ParameterTypeDescription
positive string required "1" for thumbs up, "0" for thumbs down.
comment string optional Short note on what went wrong or right. Max 100 characters.
cURLcurl -X POST /accounts/requests/550e8400-e29b-41d4-a716-446655440000/feedback/ \
  -H "Content-Type: application/x-www-form-urlencoded" \
  -d 'positive=0&comment=wrong language in response'

The endpoint returns an HTML partial (designed for htmx). The feedback is also visible on the request detail page in the dashboard, and aggregated satisfaction ratings appear per endpoint on the model browse page.

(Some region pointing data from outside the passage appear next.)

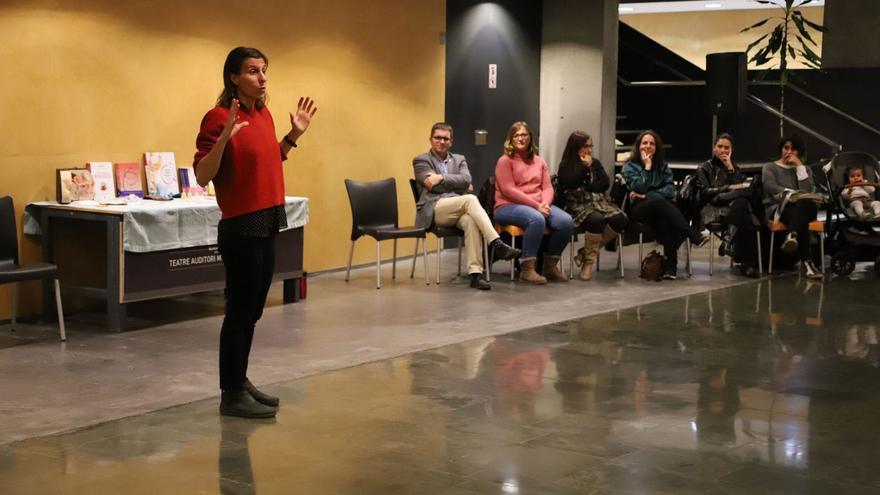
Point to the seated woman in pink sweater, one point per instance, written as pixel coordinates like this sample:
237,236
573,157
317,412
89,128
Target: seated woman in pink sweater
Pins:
524,197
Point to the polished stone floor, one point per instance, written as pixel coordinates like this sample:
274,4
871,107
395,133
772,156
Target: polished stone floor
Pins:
767,387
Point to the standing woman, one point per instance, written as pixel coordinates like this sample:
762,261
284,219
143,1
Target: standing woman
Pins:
238,150
649,181
584,182
780,180
524,197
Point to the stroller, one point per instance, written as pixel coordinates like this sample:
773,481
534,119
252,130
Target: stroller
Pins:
851,239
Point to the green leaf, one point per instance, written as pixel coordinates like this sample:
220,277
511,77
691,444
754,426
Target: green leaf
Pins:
775,42
817,27
810,54
754,43
799,22
757,24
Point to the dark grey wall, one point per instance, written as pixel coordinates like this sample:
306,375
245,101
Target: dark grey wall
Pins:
506,33
851,40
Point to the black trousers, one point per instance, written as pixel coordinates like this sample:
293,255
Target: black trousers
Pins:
595,223
797,217
745,238
249,264
670,226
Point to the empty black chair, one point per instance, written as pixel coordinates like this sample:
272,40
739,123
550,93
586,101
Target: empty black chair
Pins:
374,214
11,272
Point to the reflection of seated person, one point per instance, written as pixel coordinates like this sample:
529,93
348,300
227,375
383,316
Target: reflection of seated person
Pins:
717,405
518,376
858,342
858,195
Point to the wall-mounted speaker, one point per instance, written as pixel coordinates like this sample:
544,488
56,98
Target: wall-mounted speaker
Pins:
726,83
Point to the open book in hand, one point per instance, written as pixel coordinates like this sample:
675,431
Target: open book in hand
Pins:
805,196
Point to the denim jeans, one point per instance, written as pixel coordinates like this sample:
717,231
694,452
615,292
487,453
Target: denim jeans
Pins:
534,223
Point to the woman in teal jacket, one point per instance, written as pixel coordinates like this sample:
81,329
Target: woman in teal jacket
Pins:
649,181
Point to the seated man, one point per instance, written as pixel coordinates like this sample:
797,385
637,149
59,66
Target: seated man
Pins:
444,200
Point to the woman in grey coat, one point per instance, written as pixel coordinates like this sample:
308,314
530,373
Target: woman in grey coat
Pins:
782,181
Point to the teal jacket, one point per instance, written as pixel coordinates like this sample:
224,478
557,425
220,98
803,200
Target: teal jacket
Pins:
654,182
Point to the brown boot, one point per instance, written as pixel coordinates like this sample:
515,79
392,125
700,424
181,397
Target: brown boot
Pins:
528,273
592,242
551,269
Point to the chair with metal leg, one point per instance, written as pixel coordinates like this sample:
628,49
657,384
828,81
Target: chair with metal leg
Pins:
442,233
816,227
11,272
374,214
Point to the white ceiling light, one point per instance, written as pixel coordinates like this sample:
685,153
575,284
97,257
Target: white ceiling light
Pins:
699,6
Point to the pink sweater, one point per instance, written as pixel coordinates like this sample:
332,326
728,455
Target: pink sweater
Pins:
522,181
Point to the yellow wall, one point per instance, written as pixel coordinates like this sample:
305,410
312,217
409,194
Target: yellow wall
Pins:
694,34
106,80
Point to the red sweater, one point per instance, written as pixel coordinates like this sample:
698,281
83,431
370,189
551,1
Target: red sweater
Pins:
523,182
250,177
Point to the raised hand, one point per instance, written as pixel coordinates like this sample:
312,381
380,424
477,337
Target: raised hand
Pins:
300,120
232,125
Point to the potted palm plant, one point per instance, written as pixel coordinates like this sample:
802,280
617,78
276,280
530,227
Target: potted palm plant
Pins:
786,41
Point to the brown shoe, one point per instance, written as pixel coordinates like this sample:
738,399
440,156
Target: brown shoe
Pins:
592,243
551,269
528,273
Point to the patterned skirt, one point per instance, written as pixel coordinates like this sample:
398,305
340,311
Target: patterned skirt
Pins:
580,204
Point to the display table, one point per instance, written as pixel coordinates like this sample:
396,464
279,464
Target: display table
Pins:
159,249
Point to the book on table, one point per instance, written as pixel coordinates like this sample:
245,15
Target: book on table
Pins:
128,179
74,184
102,173
161,173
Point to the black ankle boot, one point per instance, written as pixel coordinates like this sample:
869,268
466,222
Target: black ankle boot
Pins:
261,397
240,404
479,282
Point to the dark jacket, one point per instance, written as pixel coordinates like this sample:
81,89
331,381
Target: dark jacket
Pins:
592,179
713,178
654,182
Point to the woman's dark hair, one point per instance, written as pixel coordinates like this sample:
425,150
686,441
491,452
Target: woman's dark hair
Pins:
571,156
234,62
659,155
797,143
509,149
721,136
849,169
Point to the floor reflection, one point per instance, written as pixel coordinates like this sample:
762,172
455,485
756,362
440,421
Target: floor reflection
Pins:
764,387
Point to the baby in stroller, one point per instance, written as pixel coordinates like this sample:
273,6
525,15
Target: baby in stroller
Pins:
859,194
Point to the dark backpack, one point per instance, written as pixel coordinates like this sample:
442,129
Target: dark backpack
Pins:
652,267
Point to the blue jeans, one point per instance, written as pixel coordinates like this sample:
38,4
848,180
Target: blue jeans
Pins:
534,223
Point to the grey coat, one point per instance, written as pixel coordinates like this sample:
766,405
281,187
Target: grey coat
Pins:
776,180
455,183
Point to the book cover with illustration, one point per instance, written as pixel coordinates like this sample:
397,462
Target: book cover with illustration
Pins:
102,173
128,179
161,172
189,186
74,184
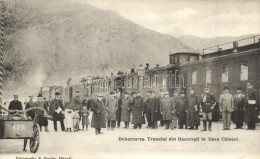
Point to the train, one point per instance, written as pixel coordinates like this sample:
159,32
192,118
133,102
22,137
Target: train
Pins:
232,64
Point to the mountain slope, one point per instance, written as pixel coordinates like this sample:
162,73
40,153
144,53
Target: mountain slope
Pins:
52,40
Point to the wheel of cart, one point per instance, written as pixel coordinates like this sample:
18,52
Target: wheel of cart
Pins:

Why give feedback? Even sparse feedback (a few percent of requests) gives Cailos a quality signal per endpoint and task type that static eval scores can't capture. Over time this directly improves which provider gets picked for your workload.

Errors

All errors follow the OpenAI error envelope:

{
  "error": {
    "message": "Model 'nonexistent' not found or not active.",
    "type": "not_found_error"
  }
}
StatusMeaning
200Success.
400Malformed JSON or invalid parameters.
401Missing or invalid API key.
403Key valid but team is inactive.
404Model codename not found or no active providers.
429Rate limit exceeded. Retry after 60 seconds.
502Upstream provider returned an error.
503Model unavailable — circuit breaker open or provider down.
504Upstream provider timed out.

Rate Limits

Per-key, per-minute. When exceeded, requests return 429. The window resets every 60 seconds. A rate limit of 0 means unlimited.

Providers

You never interact with providers directly — just send a codename. For transparency:

ProviderFormatNotes
OpenAInativeForwarded as-is.
AnthropicconvertedSystem prompt, tools, vision, thinking — fully translated.
GoogleconvertedGemini API. Thinking parts extracted.
Cohereconvertedv2 Chat API.
Groq, Together, DeepInfra, Cerebras, Scaleway, SambaNova, xAI, OpenRouter, Novita, NCompass, NScale, Inception, TinfoilnativeOpenAI-compatible.